What is the definition of a drilled meter?
Why is freehold drilling not included?
Does this program apply to all companies or are there criteria that must be met?
Can the drilling credits reduce corporate royalties payable to less than zero?
How will the credit be received?
What is the definition of a royalty payer?
Will this credit be available if Transition rates are chosen?
If I receive drilling credits am I still able to receive the new well royalty reduction?
Who receives the credit?
What is an eligible company?
Why are Working Interest Owners (WIO) for oil and non-project oil sands wells, who do not directly pay royalties to the Department of Energy, incorporated into this DRC program?
How an eligible company's payer’s sliding scale be determined?
Is the well licensee able to assign drilling credits to companies that are not working interest owners of the well? (NEW)
If a well is drilled near the end of the program, are royalty obligations arising between April 1, 2009 and finish drill date included, or just royalty obligations after the well is drilled?
Is there a maximum amount of drilling credit that can be obtained or received?
Will drilling credits be applied to royalties from oil sands project wells?
Is an application necessary to receive the credit?
What happens if the drilled depth is amended?
What is the length of this program?
Generally, what is the Drilling Royalty Credit?
The Drilling Royalty Credit program is a short term stimulus providing credits for qualifying drilling during the current economic slowdown. These credits, once established by drilling, will be paid to eligible companies based on their royalty obligations during the program. The program is two years in duration, allowing the establishment of credits through drilling, and payment of credits based on royalty obligations, from April 1, 2009 until March 31, 2011.
Which wells qualify for the credit?
All natural gas, oil and non-project oil sands wells drilled in Alberta that meet the following 4 criteria qualify for this credit:
- Spud date on or after April 1, 2009 before April 1, 2011,
- Finish drill date on or after April 1, 2009 and before April 1, 2011, and
- The well must be drilled for the purpose of extracting conventional oil (subject to the payment of royalty under the Petroleum Royalty Regulation, 2009), natural gas (subject to the payment of royalty under the Natural Gas Royalty Regulation, 2009), or crude bitumen from non-project oil sands wells (subject to payment of royalty under the Oil Sands Royalty Regulation, 2009), and
- The well must be drilled on Alberta Crown mineral rights.

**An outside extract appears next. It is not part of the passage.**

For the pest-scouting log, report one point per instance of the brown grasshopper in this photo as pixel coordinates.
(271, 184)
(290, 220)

Are there wells that do not qualify?
The following wells do not qualify for this program:
- Wells drilled on project leases in an approved oil sands project or pending project application as defined under the Oil Sands Royalty Regulation, 2009,
- Gas over bitumen wells, and
- Wells drilled for purposes other than production, including disposal and injection wells.

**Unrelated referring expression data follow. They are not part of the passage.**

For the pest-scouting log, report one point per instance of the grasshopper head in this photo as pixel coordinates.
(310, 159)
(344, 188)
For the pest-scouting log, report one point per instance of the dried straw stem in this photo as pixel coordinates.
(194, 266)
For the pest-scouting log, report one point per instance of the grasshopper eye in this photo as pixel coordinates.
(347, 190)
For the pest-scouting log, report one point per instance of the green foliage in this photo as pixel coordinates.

What about re-entry drilling?
Re-entry wells do not qualify for the DRC but are eligible for the New Well Royalty Reduction subject to the qualification criteria for that program.

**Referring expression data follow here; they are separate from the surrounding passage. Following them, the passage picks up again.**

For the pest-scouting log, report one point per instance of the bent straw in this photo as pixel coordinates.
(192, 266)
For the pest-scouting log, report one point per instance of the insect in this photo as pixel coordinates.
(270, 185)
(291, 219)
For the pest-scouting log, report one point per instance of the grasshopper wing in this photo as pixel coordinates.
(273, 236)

Why are re-entry wells excluded from receiving the credit?
The DRC was designed specifically to encourage the drilling of new wells.
What are the underlying goals of the credit?
The goals of the DRC are to provide support to energy companies to stimulate drilling activity and ultimately increase royalty receipts by the Government of Alberta.
Why was April 1, 2009 to March 31, 2011 chosen as the timeframe for this drilling credit?
The timeframe for the programs coincides with the Alberta Government’s 2009/2010 and 2010/2011 fiscal years.
Can a non-project oil sands well later enter a project?
Yes, however any drilling credits received for that well will be deducted from well costs of the Project.
Can wells that are part of an Oil Sands Project obtain the drilling credit?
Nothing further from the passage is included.